実際、最近、わたしが出逢った事例では、「日付の逆転」が起こってしまったがために、賞味期間が残っている食品が10トン以上、売り先を失ってしまった・・ということがあった。まだ充分に食べられる、にも関わらず、このような業界の商慣習によって、納品できなくなる。売り先を探しても見つからない場合、どんどん賞味期限は近づいてくる。あまりに残りの期間が少ないと、今度は「3分の1ルール」といって、賞味期間のうち、残り3分の1より少なくなると、「販売期限」が切れてしまう。たとえば6ヶ月の賞味期間のものは、残り2ヶ月の時点で「販売期限」切れとなる。となれば、もう、廃棄せざるを得なくなる。
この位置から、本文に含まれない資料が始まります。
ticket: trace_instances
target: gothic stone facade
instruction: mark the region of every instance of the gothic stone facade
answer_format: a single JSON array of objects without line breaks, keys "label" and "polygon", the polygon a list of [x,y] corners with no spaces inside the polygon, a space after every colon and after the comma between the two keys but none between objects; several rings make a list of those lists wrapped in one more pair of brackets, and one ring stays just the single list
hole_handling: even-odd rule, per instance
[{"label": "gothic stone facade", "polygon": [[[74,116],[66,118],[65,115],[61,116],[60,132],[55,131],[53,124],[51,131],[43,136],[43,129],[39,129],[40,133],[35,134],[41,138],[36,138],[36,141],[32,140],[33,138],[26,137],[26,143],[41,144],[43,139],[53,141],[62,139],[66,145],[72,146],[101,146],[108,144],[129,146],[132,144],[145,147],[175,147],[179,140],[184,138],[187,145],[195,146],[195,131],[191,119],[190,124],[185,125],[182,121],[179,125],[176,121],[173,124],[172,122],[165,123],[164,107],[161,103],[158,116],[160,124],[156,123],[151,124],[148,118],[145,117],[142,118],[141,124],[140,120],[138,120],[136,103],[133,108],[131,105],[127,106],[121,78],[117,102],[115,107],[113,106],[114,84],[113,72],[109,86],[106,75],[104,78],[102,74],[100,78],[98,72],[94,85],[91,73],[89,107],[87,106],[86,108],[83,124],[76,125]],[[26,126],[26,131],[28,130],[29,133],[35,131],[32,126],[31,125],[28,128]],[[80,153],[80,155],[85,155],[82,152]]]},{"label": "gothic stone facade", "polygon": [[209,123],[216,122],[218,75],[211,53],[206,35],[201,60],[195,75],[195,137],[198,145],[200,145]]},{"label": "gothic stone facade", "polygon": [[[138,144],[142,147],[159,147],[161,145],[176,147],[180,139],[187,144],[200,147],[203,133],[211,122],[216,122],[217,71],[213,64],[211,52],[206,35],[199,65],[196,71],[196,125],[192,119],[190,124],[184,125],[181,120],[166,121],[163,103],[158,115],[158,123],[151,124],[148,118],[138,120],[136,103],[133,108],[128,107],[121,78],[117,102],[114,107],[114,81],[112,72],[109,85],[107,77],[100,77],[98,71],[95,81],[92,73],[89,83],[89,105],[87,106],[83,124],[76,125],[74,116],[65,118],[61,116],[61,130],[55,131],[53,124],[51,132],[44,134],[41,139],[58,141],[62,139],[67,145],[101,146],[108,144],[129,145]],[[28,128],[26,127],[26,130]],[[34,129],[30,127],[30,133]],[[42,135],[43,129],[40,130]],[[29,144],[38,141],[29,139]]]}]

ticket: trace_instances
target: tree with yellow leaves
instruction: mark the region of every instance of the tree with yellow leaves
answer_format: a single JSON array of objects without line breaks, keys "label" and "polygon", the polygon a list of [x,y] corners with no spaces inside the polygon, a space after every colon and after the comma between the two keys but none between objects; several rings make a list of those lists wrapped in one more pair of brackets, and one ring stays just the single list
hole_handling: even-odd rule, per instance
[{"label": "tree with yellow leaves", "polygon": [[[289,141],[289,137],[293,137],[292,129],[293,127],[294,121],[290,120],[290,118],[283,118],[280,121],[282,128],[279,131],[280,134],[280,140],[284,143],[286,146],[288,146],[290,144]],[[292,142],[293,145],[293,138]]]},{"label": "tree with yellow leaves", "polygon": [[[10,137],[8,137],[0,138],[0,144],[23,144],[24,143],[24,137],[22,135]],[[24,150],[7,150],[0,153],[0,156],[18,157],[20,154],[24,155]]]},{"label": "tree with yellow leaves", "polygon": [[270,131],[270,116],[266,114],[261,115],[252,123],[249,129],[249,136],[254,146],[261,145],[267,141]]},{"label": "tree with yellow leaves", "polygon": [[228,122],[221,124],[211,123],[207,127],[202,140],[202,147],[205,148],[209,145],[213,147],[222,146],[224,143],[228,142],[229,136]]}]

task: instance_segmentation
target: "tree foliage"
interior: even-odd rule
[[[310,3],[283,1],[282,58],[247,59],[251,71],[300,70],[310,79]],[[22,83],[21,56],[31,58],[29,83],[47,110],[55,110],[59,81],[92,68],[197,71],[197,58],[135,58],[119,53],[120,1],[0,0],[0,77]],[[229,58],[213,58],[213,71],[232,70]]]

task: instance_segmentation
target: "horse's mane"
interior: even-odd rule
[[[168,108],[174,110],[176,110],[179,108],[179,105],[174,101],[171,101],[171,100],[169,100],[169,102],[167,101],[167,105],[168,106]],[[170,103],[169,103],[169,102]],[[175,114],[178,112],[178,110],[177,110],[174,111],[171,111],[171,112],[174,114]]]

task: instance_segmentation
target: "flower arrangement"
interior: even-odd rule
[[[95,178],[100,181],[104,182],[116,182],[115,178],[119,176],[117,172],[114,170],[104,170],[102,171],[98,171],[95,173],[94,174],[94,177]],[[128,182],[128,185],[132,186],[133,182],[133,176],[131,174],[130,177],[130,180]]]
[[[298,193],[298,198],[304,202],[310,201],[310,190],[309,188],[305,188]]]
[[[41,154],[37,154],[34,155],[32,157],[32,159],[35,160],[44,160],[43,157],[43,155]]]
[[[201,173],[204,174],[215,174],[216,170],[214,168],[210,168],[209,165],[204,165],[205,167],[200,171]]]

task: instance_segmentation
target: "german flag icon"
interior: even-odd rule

「日付を抜いてしまったら、もし異物混入などで回収しなければならないとき、どうしたらいいの?」という疑問が出てくる。また、製造者としては、在庫や出荷の管理もあるし、トレーサビリティ(追跡可能性)を保たなければならない。私の勤めていた食品メーカーでは、長らく「年月表示」にしている。そして、製造日や製造ラインなどの詳しい情報についてはアルファベット表記にしている。こうすることで、年月表示にしながら、詳細情報も管理することが可能となる。

賞味期限表示がなくてもOKな食品も

アイスクリームは、基本的にマイナス18度以下で保存するので、劣化が遅く、賞味期限表示は省略できる。ただアイス最中など、パリッとしたテクスチャー(食感)が、保存中に変化してくるので、アイスクリームの製造会社は、在庫がたまり過ぎないよう、天候などのさまざまな要素をにらみながら、製造量や出荷量などを日々調整している。

マイナス18度以下で保管するアイスクリーム類は賞味期限表示が省略できる(筆者撮影)
マイナス18度以下で保管するアイスクリーム類は賞味期限表示が省略できる(筆者撮影)

ガムも、水分量が少ないので、基本的には賞味期限表示はされていない。一部、特定保健用食品(トクホ)のガムは、トクホの表示のルールにのっとって、賞味期限表示がなされている。

また、砂糖や塩、一部のアルコール類など、賞味期限表示が省略できる食品は、ほかにもある。

賞味期間は2割くらい短くなっている

食品メーカーは、さまざまなリスクを考慮した上で、食品検査の結果から賞味期限を設定している。国は、リスクを考慮するための安全係数として「0.8以上」を推奨している(義務ではない)。たとえば10ヶ月の賞味期間がある食品であれば、0.8を掛け算して、8ヶ月が賞味期間として表示されることになる。

食品ロスを削減するための具体的な取組みは、この「年月表示化」以外にも、さまざまなものがある。背景として、食品メーカーが小売店に納品するとき、一日たりとも「日付の逆転」が許されないという、食品業界の商慣習があることを知っていただけると、「日付を入れないのは消費者をだますためではないか」と思っていた人も、見方が変わってくるのではないかと思う。